Manchin’s only "scandal" centers on the legitimacy of a business administration degree that West Virginia University awarded his daughter, Heather Bresch. She is chief operating officer of Mylan Labs, a benefactor of WVU.

Despite that, Manchin won re-election last year with 70 percent of the vote.

“West Virginians don't mind corruption,” said Robert Maranto, political scientist at the University of Arkansas, “but they don't like power grabs.”

Manchin could resign, have state Senate President Billy Ray Tomlin assume his governorship (there is no lieutenant governor in the state) and have Tomlin appoint Manchin to the Senate.

Or Manchin could appoint a “caretaker” such as his wife, Gayle Manchin, or Casey, the state party chair. Manchin then could run for the seat in 2010 as the sitting governor, or he could sit out the special election in 2010 and run in 2012 for the full term.

The situation gives Republicans an opportunity, Maranto said.

West Virginians “are populists by nature,” he said. “Now that the Democrats run everything in Washington, this is the sort of state that might just want more of a separation of powers and vote Republican.”

The state's lone Republican member of Congress is Rep. Shelley Moore Capito of Charleston, a potential candidate. Her father, Arch Moore, was a popular Republican congressman and governor, who eventually landed in prison for fraud but remains well-liked.

“Capito has indicated that she wants to be in the Senate,” Maranto said. “In fact, she has talked about challenging Byrd in the past.”

But on C-SPAN recently, Capito said she would not run against Byrd because she did not want to run a negative campaign.

Maranto says the challenge for Capito is that she is a woman in a state with an electorate so old many voters do not think Byrd is all that old. West Virginia's median age of 40.7 is tied with Vermont as the "second-oldest" state in the nation. Only Maine, with a median age of 41.5, is older.

“They might find a woman senator who was raised in Washington and educated at Duke a little too newfangled for down-home West Virginia,” Maranto said. “That's just speculation, though. After all, West Virginia's other senator is a Rockefeller, and you can't get much more upscale than that.”

Besides Capito, two other Republicans would be considered strong potential candidates: Morgantown businessman John Raese, who ran for Senate in 1984 against Rockefeller, for governor against Arch Moore in 1988 and challenged Byrd for his Senate seat in 2006; or former West Virginia Secretary of State Betty Ireland.

Raese has personal wealth and name recognition to be taken seriously. Ireland probably would defer to Capito and instead seek her seat in Congress if she vacated it for a Senate run.

For West Virginians, no matter which party’s candidate eventually assumes Byrd's seat, the loss of the powerful Democrat would be felt from the state's Northern and Eastern Panhandles to the mountainous southern coal mines.

“Byrd’s legacy is one of enormous state and national power,” Sabato said. “He could not be dislodged in West Virginia under any circumstances because he brought tens of billions (of dollars) to the impoverished state.”

In West Virginia, as legend goes, Byrd is one of the state’s main industries. The state is full of places and roads built with federal money he brought home and, not coincidentally, often named for him.

In the Senate, Byrd rose to the peak of power as majority leader for a number of years and then became Appropriations Committee chairman.

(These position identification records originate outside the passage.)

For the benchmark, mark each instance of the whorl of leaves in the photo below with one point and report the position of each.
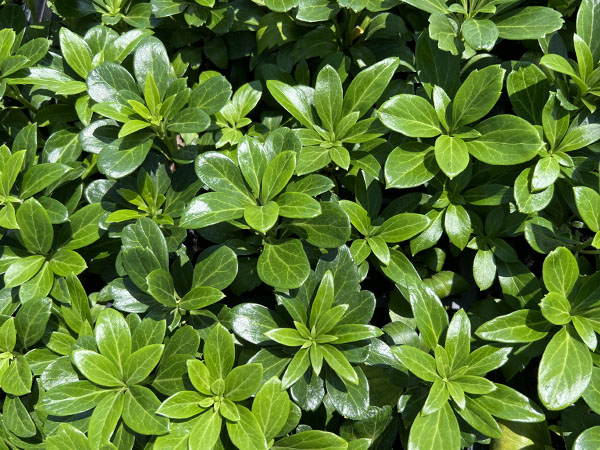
(299, 224)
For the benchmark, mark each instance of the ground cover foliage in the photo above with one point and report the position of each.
(299, 224)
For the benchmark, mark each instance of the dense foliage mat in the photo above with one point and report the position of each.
(299, 224)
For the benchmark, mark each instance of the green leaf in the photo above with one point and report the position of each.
(212, 208)
(161, 287)
(430, 6)
(328, 97)
(131, 126)
(283, 264)
(509, 404)
(151, 57)
(253, 160)
(505, 140)
(410, 115)
(293, 100)
(556, 308)
(200, 297)
(587, 201)
(298, 205)
(219, 351)
(141, 363)
(451, 154)
(17, 379)
(484, 269)
(139, 412)
(189, 120)
(410, 165)
(8, 335)
(35, 227)
(297, 367)
(72, 398)
(588, 28)
(480, 34)
(181, 405)
(338, 362)
(457, 223)
(17, 419)
(311, 439)
(243, 381)
(479, 418)
(366, 88)
(565, 370)
(358, 216)
(444, 29)
(379, 248)
(438, 430)
(206, 430)
(31, 320)
(580, 137)
(528, 88)
(97, 368)
(211, 94)
(113, 336)
(402, 227)
(66, 262)
(222, 175)
(22, 270)
(520, 326)
(527, 200)
(277, 174)
(271, 406)
(124, 155)
(105, 418)
(200, 376)
(477, 95)
(545, 173)
(286, 336)
(40, 177)
(76, 52)
(560, 271)
(421, 364)
(437, 398)
(246, 432)
(218, 269)
(590, 438)
(330, 229)
(106, 80)
(532, 22)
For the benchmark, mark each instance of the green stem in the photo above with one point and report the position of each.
(16, 94)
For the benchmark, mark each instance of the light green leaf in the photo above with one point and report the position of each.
(139, 412)
(565, 370)
(588, 206)
(328, 97)
(283, 264)
(560, 271)
(97, 368)
(532, 22)
(480, 34)
(520, 326)
(556, 308)
(410, 115)
(219, 352)
(366, 87)
(451, 154)
(438, 430)
(477, 95)
(505, 140)
(35, 227)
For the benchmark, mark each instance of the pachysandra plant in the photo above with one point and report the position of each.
(274, 224)
(470, 26)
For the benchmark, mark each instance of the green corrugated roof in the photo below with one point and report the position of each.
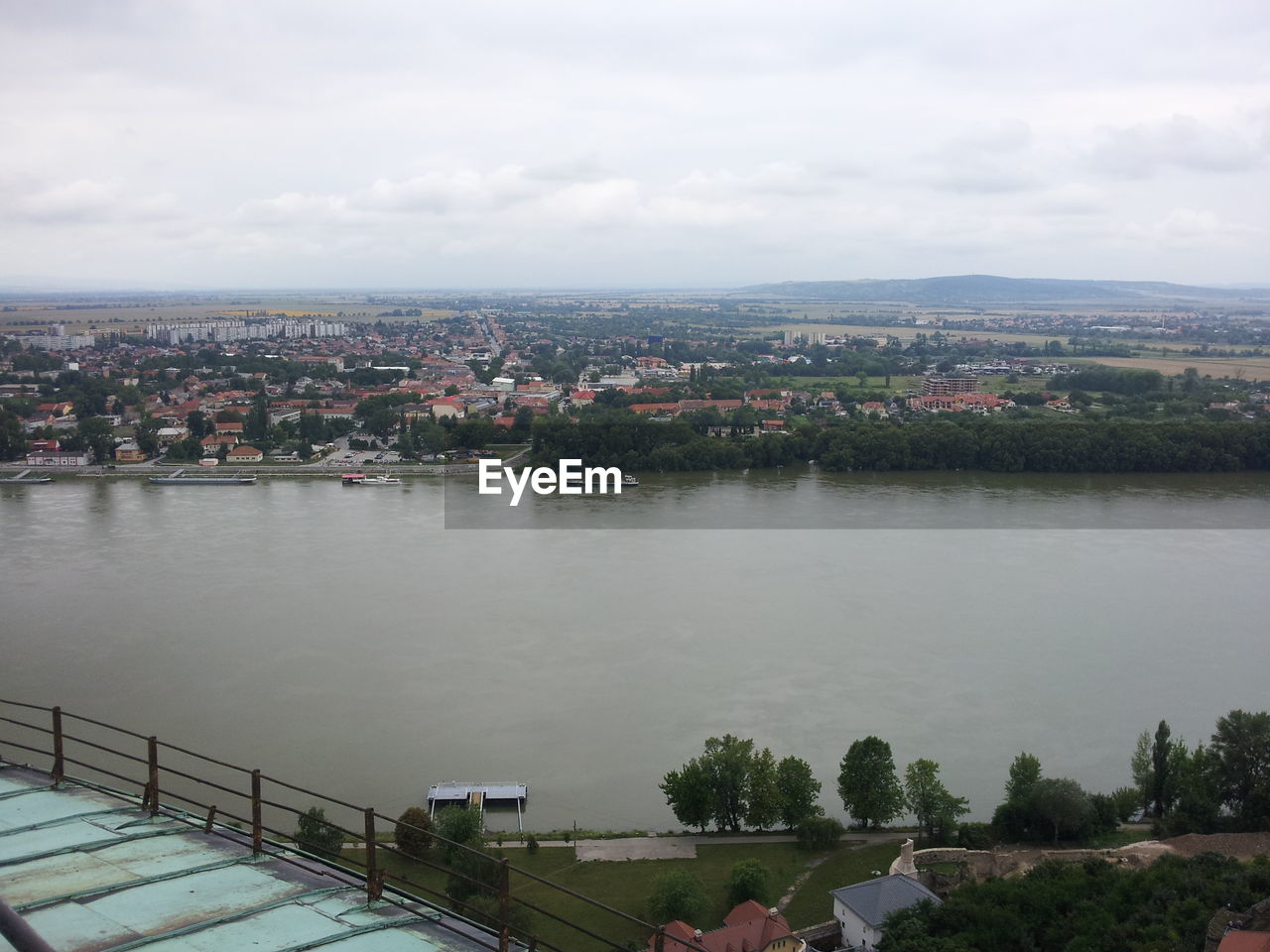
(91, 871)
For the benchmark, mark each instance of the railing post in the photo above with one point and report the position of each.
(257, 824)
(504, 905)
(153, 785)
(373, 881)
(59, 757)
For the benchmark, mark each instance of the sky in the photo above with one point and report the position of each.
(698, 144)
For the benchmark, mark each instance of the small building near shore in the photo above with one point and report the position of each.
(861, 909)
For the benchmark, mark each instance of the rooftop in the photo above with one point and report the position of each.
(87, 870)
(873, 900)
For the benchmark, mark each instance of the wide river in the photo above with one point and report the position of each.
(347, 640)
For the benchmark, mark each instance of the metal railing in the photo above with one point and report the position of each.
(488, 876)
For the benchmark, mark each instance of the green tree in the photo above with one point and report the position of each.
(1241, 746)
(317, 834)
(748, 880)
(726, 762)
(867, 783)
(762, 792)
(676, 895)
(1166, 760)
(930, 800)
(818, 833)
(98, 435)
(799, 791)
(412, 833)
(1024, 774)
(1142, 771)
(454, 828)
(1062, 805)
(690, 794)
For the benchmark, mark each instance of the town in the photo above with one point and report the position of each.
(427, 385)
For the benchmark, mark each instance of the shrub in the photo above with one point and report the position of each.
(318, 835)
(748, 880)
(974, 835)
(676, 895)
(413, 834)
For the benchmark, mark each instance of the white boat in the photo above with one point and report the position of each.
(361, 479)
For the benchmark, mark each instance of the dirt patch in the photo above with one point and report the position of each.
(1239, 846)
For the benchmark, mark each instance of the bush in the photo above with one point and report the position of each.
(820, 833)
(974, 835)
(748, 880)
(456, 826)
(318, 835)
(413, 834)
(676, 895)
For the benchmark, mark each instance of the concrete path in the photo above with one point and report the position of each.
(686, 847)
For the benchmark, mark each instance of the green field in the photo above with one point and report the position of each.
(625, 887)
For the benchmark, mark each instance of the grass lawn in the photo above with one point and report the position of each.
(842, 867)
(626, 885)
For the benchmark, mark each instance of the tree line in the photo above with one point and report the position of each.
(968, 442)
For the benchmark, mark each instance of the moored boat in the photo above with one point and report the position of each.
(181, 479)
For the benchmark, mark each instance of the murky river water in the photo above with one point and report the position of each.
(347, 640)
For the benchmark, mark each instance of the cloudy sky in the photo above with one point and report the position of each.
(592, 143)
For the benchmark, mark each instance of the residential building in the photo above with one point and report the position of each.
(748, 927)
(244, 454)
(861, 909)
(949, 386)
(45, 457)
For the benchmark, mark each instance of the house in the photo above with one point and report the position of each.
(748, 927)
(244, 454)
(212, 444)
(861, 909)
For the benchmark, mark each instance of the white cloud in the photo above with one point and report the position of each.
(1183, 141)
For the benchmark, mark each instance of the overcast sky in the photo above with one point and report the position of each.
(587, 144)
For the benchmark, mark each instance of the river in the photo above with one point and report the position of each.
(347, 640)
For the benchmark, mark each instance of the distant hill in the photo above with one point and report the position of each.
(989, 290)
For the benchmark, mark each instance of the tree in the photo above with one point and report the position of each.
(412, 833)
(676, 895)
(1241, 746)
(1165, 763)
(930, 800)
(1024, 774)
(726, 763)
(454, 828)
(1062, 805)
(748, 880)
(799, 789)
(762, 792)
(317, 834)
(1142, 771)
(867, 783)
(820, 833)
(689, 793)
(98, 435)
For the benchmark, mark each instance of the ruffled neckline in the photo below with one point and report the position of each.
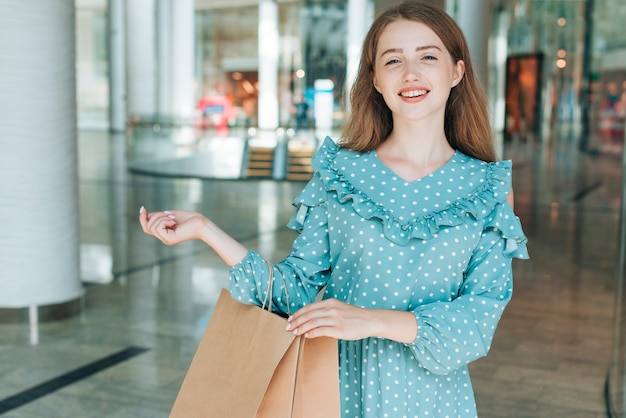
(478, 203)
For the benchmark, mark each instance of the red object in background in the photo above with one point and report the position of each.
(215, 111)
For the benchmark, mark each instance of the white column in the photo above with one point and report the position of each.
(474, 18)
(164, 53)
(39, 245)
(183, 36)
(175, 57)
(117, 66)
(141, 58)
(360, 17)
(268, 65)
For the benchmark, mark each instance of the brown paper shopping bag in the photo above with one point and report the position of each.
(248, 366)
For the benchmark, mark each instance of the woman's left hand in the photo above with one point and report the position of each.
(331, 318)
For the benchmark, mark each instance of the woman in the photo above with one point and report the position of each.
(405, 224)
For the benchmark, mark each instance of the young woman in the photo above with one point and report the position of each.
(405, 224)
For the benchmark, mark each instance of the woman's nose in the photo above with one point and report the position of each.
(412, 72)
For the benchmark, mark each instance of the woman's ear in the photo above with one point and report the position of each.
(459, 72)
(375, 83)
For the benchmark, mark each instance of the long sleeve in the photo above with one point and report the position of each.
(303, 273)
(453, 334)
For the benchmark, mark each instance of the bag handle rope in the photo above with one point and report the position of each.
(268, 295)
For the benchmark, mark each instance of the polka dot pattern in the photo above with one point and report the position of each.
(439, 247)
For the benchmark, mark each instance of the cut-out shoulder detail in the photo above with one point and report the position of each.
(334, 164)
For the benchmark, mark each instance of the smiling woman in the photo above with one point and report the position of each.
(405, 225)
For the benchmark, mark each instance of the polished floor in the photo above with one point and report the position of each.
(124, 351)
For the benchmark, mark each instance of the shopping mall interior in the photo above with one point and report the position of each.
(119, 344)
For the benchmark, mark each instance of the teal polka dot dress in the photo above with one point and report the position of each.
(440, 247)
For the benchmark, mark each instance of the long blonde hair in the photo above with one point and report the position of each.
(466, 122)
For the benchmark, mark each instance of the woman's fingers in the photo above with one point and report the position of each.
(158, 224)
(324, 318)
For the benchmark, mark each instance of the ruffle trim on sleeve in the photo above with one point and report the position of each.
(478, 204)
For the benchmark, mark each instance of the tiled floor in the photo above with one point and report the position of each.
(126, 352)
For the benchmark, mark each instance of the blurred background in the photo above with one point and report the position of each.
(217, 106)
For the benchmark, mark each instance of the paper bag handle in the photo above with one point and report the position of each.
(268, 295)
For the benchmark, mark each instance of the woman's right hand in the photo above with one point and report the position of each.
(173, 227)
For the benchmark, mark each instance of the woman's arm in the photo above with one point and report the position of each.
(176, 226)
(332, 318)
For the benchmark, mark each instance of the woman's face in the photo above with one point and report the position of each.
(414, 72)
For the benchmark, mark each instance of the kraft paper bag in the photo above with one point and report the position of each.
(248, 366)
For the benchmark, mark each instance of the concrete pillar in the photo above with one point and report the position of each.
(39, 245)
(141, 58)
(183, 35)
(268, 65)
(117, 66)
(175, 61)
(360, 17)
(474, 18)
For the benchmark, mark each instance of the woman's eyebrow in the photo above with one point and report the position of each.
(417, 49)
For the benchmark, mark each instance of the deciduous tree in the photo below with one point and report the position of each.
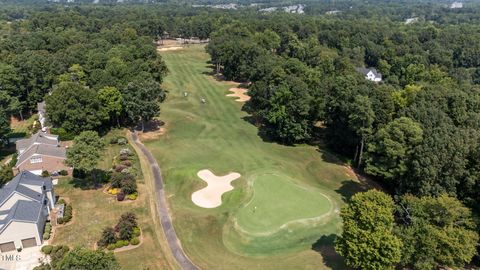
(368, 241)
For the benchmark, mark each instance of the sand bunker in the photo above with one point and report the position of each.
(240, 94)
(211, 195)
(163, 49)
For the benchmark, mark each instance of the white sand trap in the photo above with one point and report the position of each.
(239, 93)
(211, 195)
(169, 49)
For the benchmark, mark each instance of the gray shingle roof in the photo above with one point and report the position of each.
(24, 210)
(24, 177)
(365, 71)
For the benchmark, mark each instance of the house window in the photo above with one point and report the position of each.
(36, 160)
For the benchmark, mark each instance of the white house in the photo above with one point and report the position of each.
(25, 205)
(371, 74)
(41, 152)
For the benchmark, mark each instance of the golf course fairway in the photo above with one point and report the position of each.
(282, 213)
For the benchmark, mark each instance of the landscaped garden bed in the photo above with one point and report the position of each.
(125, 233)
(123, 184)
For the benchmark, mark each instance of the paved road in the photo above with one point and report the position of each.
(165, 220)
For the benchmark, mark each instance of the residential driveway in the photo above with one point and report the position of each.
(27, 259)
(172, 239)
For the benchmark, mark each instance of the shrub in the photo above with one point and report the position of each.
(119, 168)
(129, 187)
(136, 232)
(120, 196)
(125, 226)
(126, 163)
(126, 151)
(121, 243)
(132, 196)
(113, 191)
(47, 249)
(130, 218)
(47, 231)
(134, 241)
(108, 237)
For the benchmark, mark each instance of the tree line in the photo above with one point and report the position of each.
(417, 131)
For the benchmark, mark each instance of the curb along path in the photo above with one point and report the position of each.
(165, 220)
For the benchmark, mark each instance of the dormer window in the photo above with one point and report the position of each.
(36, 160)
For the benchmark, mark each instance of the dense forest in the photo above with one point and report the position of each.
(417, 131)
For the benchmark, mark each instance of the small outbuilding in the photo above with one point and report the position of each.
(370, 74)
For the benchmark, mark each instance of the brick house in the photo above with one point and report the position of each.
(41, 152)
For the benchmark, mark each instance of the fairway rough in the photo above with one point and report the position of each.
(211, 195)
(164, 49)
(240, 94)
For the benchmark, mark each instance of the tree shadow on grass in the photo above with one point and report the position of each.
(350, 188)
(325, 246)
(84, 181)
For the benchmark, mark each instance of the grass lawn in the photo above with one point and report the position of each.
(94, 210)
(308, 181)
(276, 201)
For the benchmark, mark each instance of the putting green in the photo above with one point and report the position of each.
(278, 201)
(286, 183)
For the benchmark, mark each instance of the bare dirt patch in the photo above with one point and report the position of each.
(211, 195)
(152, 130)
(167, 42)
(173, 48)
(239, 93)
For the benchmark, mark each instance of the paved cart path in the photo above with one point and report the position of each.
(165, 220)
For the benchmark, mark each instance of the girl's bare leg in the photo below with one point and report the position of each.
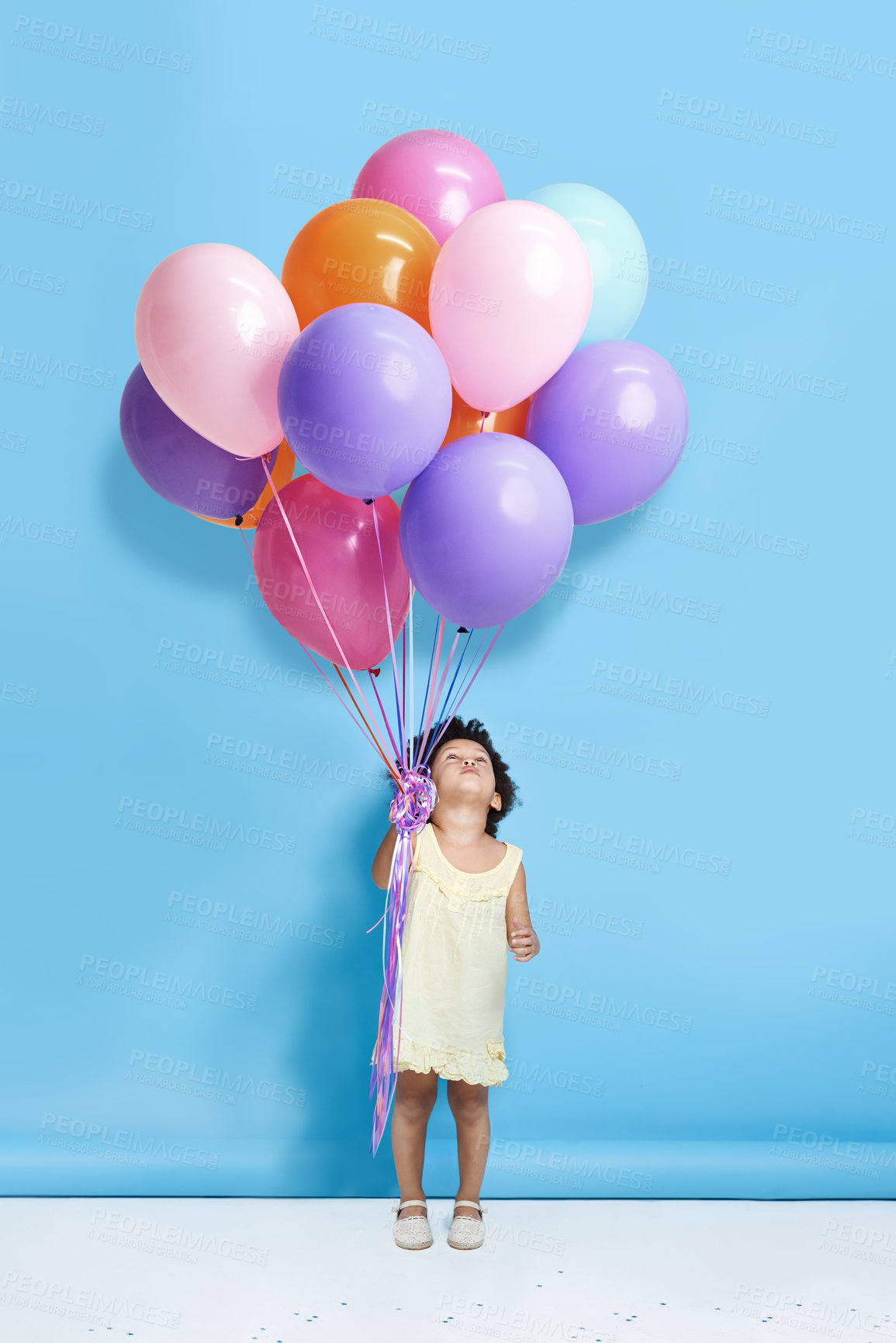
(470, 1108)
(411, 1108)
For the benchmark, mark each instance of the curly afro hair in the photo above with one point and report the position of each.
(475, 731)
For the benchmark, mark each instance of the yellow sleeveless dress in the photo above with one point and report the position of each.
(455, 963)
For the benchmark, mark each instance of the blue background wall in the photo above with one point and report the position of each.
(714, 676)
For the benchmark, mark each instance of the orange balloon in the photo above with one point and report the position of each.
(466, 421)
(281, 474)
(360, 251)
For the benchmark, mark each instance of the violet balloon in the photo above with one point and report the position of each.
(437, 176)
(485, 529)
(614, 419)
(178, 462)
(365, 399)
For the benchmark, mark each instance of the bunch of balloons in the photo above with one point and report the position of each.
(429, 334)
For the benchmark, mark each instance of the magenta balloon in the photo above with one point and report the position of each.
(485, 529)
(614, 419)
(337, 540)
(437, 176)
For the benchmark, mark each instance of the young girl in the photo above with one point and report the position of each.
(466, 904)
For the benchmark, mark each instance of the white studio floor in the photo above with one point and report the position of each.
(275, 1271)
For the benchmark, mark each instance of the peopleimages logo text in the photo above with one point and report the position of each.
(752, 369)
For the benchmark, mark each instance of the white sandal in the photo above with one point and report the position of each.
(411, 1233)
(466, 1233)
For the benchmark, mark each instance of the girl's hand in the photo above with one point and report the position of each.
(524, 940)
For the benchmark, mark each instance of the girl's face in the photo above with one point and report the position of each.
(462, 773)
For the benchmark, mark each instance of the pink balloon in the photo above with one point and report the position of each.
(437, 176)
(213, 328)
(337, 540)
(510, 299)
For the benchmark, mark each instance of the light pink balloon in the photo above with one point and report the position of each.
(510, 299)
(213, 328)
(437, 176)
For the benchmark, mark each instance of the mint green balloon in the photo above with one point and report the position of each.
(615, 250)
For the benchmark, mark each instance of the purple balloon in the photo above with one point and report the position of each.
(179, 464)
(365, 399)
(485, 529)
(614, 419)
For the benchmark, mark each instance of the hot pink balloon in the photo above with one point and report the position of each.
(213, 328)
(437, 176)
(510, 299)
(337, 540)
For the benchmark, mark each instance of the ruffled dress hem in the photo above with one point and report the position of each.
(457, 1064)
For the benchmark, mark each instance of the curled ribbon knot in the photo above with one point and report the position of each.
(411, 808)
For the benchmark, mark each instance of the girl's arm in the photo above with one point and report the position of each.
(521, 936)
(383, 861)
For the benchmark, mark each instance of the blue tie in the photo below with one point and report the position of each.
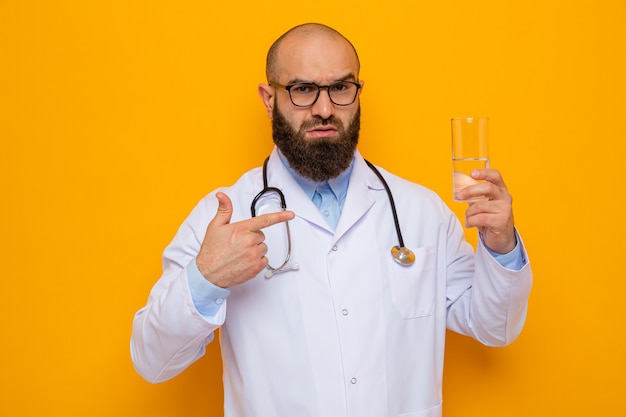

“He helped his state's economy immeasurably,” Maranto said. “When I was in government in the Clinton years, every bureaucrat lived in fear that Byrd would move their office to Morgantown” from Washington.

A master of Senate procedure and great at giving history lessons on the Senate floor, Byrd at one time was an accomplished fiddler who made some pretty good bluegrass recordings, Maranto said.

"But he was also arrogant, vain and probably stayed around a few years too long,” he said.